I’m now in Butte Montana as I finish this post. The meats been cut up, boxed, froze, heads boiled and cleaned and its coming to an end. As I sit here. I know it all came together as it should’ve. My grandfather who’s a WWII vet who stormed Normandy beach in France is on his last breath. He’s literally dying and my biggest fear during my Alaska experience was that something would happen to one of my grandfathers and I couldn’t be there. Here’s a leaf literally holding on as long as he can while to winds and winter season draws near. He fights a good fight, avoiding the final dance as long as possible. Hang in there Gpa. It’s not your time…
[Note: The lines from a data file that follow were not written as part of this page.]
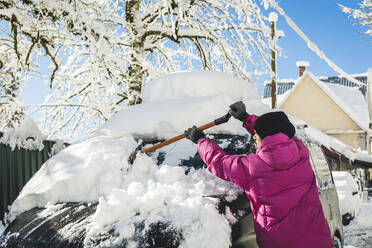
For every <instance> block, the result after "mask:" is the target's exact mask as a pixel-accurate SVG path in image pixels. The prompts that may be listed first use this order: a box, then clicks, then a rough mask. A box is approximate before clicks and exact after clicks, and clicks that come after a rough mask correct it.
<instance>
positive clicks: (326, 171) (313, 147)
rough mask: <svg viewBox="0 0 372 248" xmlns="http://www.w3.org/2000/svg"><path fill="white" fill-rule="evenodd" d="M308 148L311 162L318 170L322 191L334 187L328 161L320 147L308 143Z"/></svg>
mask: <svg viewBox="0 0 372 248" xmlns="http://www.w3.org/2000/svg"><path fill="white" fill-rule="evenodd" d="M307 147H308V149H309V152H310V160H311V161H312V163H313V167H314V168H315V170H316V175H317V180H318V186H319V188H320V189H326V188H330V187H334V185H333V181H332V175H331V171H330V169H329V165H328V161H327V159H326V158H325V156H324V153H323V151H322V149H321V148H320V146H319V145H317V144H315V143H311V142H308V143H307Z"/></svg>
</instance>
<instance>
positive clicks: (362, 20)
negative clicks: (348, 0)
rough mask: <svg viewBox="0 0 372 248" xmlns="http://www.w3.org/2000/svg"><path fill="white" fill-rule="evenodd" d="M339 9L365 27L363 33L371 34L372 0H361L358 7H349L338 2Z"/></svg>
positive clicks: (368, 34) (371, 21)
mask: <svg viewBox="0 0 372 248" xmlns="http://www.w3.org/2000/svg"><path fill="white" fill-rule="evenodd" d="M339 6H340V8H341V10H342V11H343V12H344V13H346V14H348V15H349V16H351V17H352V18H354V19H355V21H356V22H357V23H358V24H359V25H361V26H362V27H364V28H365V29H366V31H365V33H366V34H367V35H370V36H372V0H363V1H361V2H360V3H359V7H360V8H359V9H353V8H349V7H347V6H344V5H342V4H339Z"/></svg>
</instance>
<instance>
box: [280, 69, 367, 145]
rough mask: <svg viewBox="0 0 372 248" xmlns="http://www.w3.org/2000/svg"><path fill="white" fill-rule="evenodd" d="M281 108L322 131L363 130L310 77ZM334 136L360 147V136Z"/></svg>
mask: <svg viewBox="0 0 372 248" xmlns="http://www.w3.org/2000/svg"><path fill="white" fill-rule="evenodd" d="M280 108H281V109H283V110H285V111H286V112H287V113H289V114H291V115H293V116H295V117H297V118H299V119H302V120H304V121H305V122H306V123H308V124H309V125H311V126H313V127H316V128H318V129H319V130H321V131H327V130H361V128H360V127H359V126H358V125H357V124H356V123H355V122H354V121H353V120H352V119H351V118H350V117H349V116H348V115H347V114H346V113H345V112H344V111H343V110H342V109H341V108H340V107H339V106H338V105H337V104H336V103H335V102H334V101H333V100H332V99H331V98H330V97H329V96H328V95H327V94H326V93H325V92H324V91H323V90H322V89H321V88H320V87H319V86H318V85H317V84H316V83H315V82H314V81H313V80H312V78H311V77H310V76H309V75H305V76H304V78H303V79H302V82H300V84H299V85H298V86H297V87H296V88H295V89H294V90H293V92H292V93H290V95H289V96H288V98H287V99H286V100H285V102H283V103H282V104H281V106H280ZM333 136H334V137H335V136H337V138H338V139H340V140H341V141H343V142H345V143H346V144H348V145H350V146H352V147H354V148H358V147H359V142H358V134H354V133H351V134H350V133H349V134H337V135H333Z"/></svg>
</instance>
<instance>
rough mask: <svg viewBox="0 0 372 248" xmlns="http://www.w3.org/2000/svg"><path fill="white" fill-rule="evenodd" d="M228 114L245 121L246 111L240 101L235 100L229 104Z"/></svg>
mask: <svg viewBox="0 0 372 248" xmlns="http://www.w3.org/2000/svg"><path fill="white" fill-rule="evenodd" d="M230 114H231V116H232V117H234V118H235V119H238V120H240V121H242V122H245V120H246V119H247V117H248V113H247V111H246V109H245V105H244V103H243V102H242V101H239V102H236V103H233V104H231V105H230Z"/></svg>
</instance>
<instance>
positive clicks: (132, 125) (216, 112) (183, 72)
mask: <svg viewBox="0 0 372 248" xmlns="http://www.w3.org/2000/svg"><path fill="white" fill-rule="evenodd" d="M143 91H144V93H143V103H142V104H139V105H135V106H132V107H128V108H124V109H122V110H121V111H119V112H118V113H116V114H114V115H113V116H112V118H111V119H110V120H109V121H107V122H106V123H105V124H103V125H102V127H101V128H99V129H98V130H97V131H96V132H95V134H94V136H99V135H106V136H111V137H122V136H123V135H126V134H132V135H134V136H137V137H153V138H171V137H174V136H176V135H178V134H180V133H183V132H184V131H185V130H186V129H187V128H189V127H191V126H193V125H196V126H200V125H203V124H206V123H209V122H211V121H213V120H214V119H216V118H218V117H221V116H223V115H225V114H226V113H227V112H228V110H229V106H230V105H231V104H232V103H234V102H236V101H239V100H242V101H243V102H244V103H245V104H246V107H247V112H248V113H250V114H257V115H260V114H263V113H265V112H267V111H269V110H270V108H269V107H268V106H267V105H265V104H263V103H262V101H261V99H260V97H259V95H258V93H257V90H256V89H255V88H254V87H253V86H252V85H251V83H250V82H248V81H244V80H242V79H239V78H237V77H234V76H233V75H231V74H227V73H222V72H179V73H171V74H169V75H165V76H163V77H160V78H158V79H155V80H153V81H151V82H149V83H148V84H146V85H145V86H144V90H143ZM206 132H207V133H208V132H218V133H228V134H246V131H245V129H243V128H242V125H241V122H240V121H237V120H235V119H230V121H229V122H228V123H226V124H223V125H220V126H216V127H213V128H212V129H210V130H207V131H206Z"/></svg>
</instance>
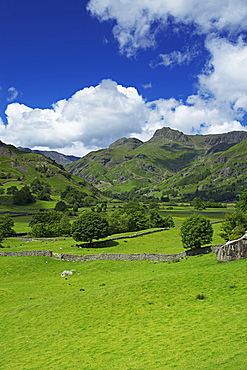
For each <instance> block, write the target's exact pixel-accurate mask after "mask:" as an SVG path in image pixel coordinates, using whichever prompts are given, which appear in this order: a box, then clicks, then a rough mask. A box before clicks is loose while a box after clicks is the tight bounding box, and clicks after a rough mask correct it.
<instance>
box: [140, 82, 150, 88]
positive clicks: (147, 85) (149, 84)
mask: <svg viewBox="0 0 247 370" xmlns="http://www.w3.org/2000/svg"><path fill="white" fill-rule="evenodd" d="M152 86H153V85H152V82H149V83H148V84H143V85H142V87H143V88H144V89H151V87H152Z"/></svg>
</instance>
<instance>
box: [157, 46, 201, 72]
mask: <svg viewBox="0 0 247 370" xmlns="http://www.w3.org/2000/svg"><path fill="white" fill-rule="evenodd" d="M196 55H197V53H196V52H192V51H191V52H190V51H187V52H185V53H182V52H181V51H178V50H174V51H172V52H171V53H169V54H160V55H159V57H158V58H157V59H156V60H153V61H151V62H150V67H152V68H156V67H158V66H165V67H174V66H175V65H179V66H181V65H183V64H189V63H190V62H191V60H192V59H193V58H194V57H195V56H196Z"/></svg>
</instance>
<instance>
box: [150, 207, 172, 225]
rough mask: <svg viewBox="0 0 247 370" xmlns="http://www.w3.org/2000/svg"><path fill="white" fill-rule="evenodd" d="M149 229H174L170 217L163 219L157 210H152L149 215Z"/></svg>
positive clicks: (152, 209) (168, 216)
mask: <svg viewBox="0 0 247 370" xmlns="http://www.w3.org/2000/svg"><path fill="white" fill-rule="evenodd" d="M149 227H174V222H173V219H172V217H171V216H170V215H168V216H167V217H164V218H163V217H162V216H161V215H160V214H159V212H158V210H157V209H152V210H151V211H150V215H149Z"/></svg>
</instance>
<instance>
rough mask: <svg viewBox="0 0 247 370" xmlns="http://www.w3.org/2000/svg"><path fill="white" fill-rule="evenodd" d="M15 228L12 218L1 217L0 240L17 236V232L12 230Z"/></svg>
mask: <svg viewBox="0 0 247 370" xmlns="http://www.w3.org/2000/svg"><path fill="white" fill-rule="evenodd" d="M13 226H14V220H13V219H12V218H11V217H10V216H8V215H3V216H0V240H2V239H3V238H7V237H9V236H13V235H15V231H14V230H13V229H12V227H13Z"/></svg>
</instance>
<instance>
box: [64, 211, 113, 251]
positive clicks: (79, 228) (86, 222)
mask: <svg viewBox="0 0 247 370" xmlns="http://www.w3.org/2000/svg"><path fill="white" fill-rule="evenodd" d="M71 232H72V237H73V239H75V241H77V242H89V243H90V244H91V243H92V240H93V239H96V240H97V239H100V238H105V237H106V236H108V235H109V224H108V221H107V220H106V219H105V218H104V217H103V216H102V215H101V214H100V213H96V212H93V211H84V212H83V213H82V214H81V215H80V216H79V217H78V219H77V220H75V221H74V222H73V224H72V227H71Z"/></svg>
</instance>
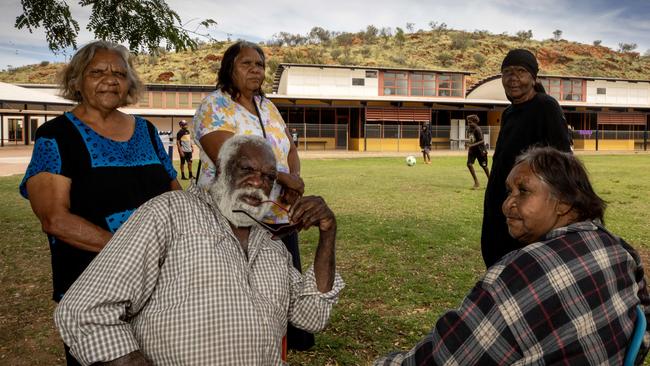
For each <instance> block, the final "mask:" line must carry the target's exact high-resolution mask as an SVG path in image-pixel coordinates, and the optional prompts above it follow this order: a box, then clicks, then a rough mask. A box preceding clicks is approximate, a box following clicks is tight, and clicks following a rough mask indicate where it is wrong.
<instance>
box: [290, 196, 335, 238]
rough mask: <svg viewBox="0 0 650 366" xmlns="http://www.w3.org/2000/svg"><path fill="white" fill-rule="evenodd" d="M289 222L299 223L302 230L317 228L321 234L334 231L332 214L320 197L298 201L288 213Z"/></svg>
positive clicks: (314, 197) (315, 197)
mask: <svg viewBox="0 0 650 366" xmlns="http://www.w3.org/2000/svg"><path fill="white" fill-rule="evenodd" d="M289 218H290V219H291V222H294V223H298V222H299V223H301V224H302V225H301V227H302V229H305V230H306V229H309V228H310V227H312V226H318V228H319V230H320V231H321V232H328V231H332V230H334V231H336V218H335V217H334V213H333V212H332V210H330V208H329V207H328V206H327V204H326V203H325V200H323V198H322V197H318V196H307V197H303V198H301V199H299V200H298V201H297V202H296V203H295V204H294V205H293V206H292V207H291V211H290V212H289Z"/></svg>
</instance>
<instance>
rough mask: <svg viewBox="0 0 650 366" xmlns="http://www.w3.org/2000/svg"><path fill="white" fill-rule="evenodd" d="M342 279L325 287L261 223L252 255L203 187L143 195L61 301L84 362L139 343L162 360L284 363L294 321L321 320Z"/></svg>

I learned a lot during my Alaska Experience. Hard to write it all down. I do know it’s not about fearing or worrying how it all turns out. It’s not about looking back at what you would do or not do differently. It’s not the memories that you can’t change. It’s THE experience. The now. Don’t feel regret when you can’t change the past. Enjoy the smells, the colors, the sounds, the cool breeze and taste the flavor of Mother Nature in her still beauty. Enjoy THIS moment. There will be times when guilt, frustrations, stress or whatever soaks inside. Please don’t let those feeling linger. What a waste of a moment. Let it go and soak up THIS moment you’re in right now.
I look forward to seeing the young leaves when I return home. I love my nieces and nephews beyond words. One day when they look back they’ll remember who I was in THIS moment. It’s time to put being tired away. It’s time to put “I don’t want to” away and it’s time to BE in the now. Be present. Turn the phone off and look into a set of eyes and without a word spoken say I love you. It’s time to laugh, time to smile, time to live. For one day we all dance our last dance. Our season comes to an end and a new season begins. Dare to dance, dare to live and dare to love. You only get one shot at this life. Make the most of it, not just for yourself, for others.
Go Dance in the wind… and Dance often. One day there will be no more dancing…
“As I grow older, good memories seem to return with greater frequency. Sometimes the sound of a crackling fire or the smell of wood smoke brings sudden recall and I’m transported back to the Alaska I love.”